Protests are also taking place in cities including Birmingham, Liverpool, Glasgow, Swansea, Leeds and Aberdeen.
They are also being held in towns including Bodmin in Cornwall and Clitheroe in Lancashire.
Further mass demonstrations, organised by the People’s Assembly Against Austerity, are planned to take place on Tuesday to coincide with MPs returning to Westminster.
And the annual Westminster Dog of the Year competition, due to take place on Thursday, has been cancelled over safety concerns of the dogs and MPs taking part .
Both pro and anti-Brexit protesters clashed on Wednesday after the Queen approved an order that will see Parliament suspended for more than one month .
Laura Parker, Momentum’s national co-ordinator, called the proroguing of Parliament a “loophole in our flawed democracy”.

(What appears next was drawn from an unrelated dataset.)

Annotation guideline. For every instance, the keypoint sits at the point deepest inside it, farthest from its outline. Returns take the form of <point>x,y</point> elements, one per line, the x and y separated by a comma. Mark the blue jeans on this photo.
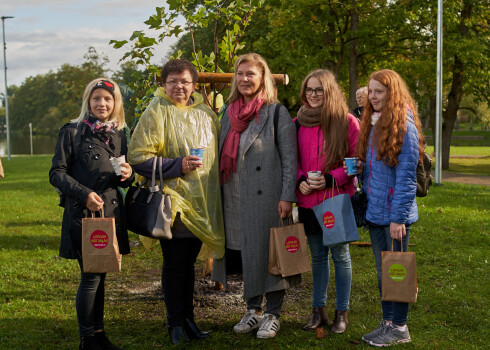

“There are thousands of people from all over the UK and across the political spectrum who will protest to stop Johnson closing the doors on our democracy,” she said.
“No-one voted for this, and it’s clear we need to urgently redesign our system to rebalance power away from the top.”
The Jo Cox Foundation, which was set up in the wake of the Labour MP’s murder in 2016, warned that anger over Brexit “should not spill over into something more dangerous”.
The foundation said: “We believe strongly in freedom of speech. But we would urge everybody to avoid saying or doing anything that could incite or lead to violence.”
The calls for protests come as a petition against the Prime Minister’s plan to suspend Parliament racked up more than 1.64 million signatures early on Saturday morning.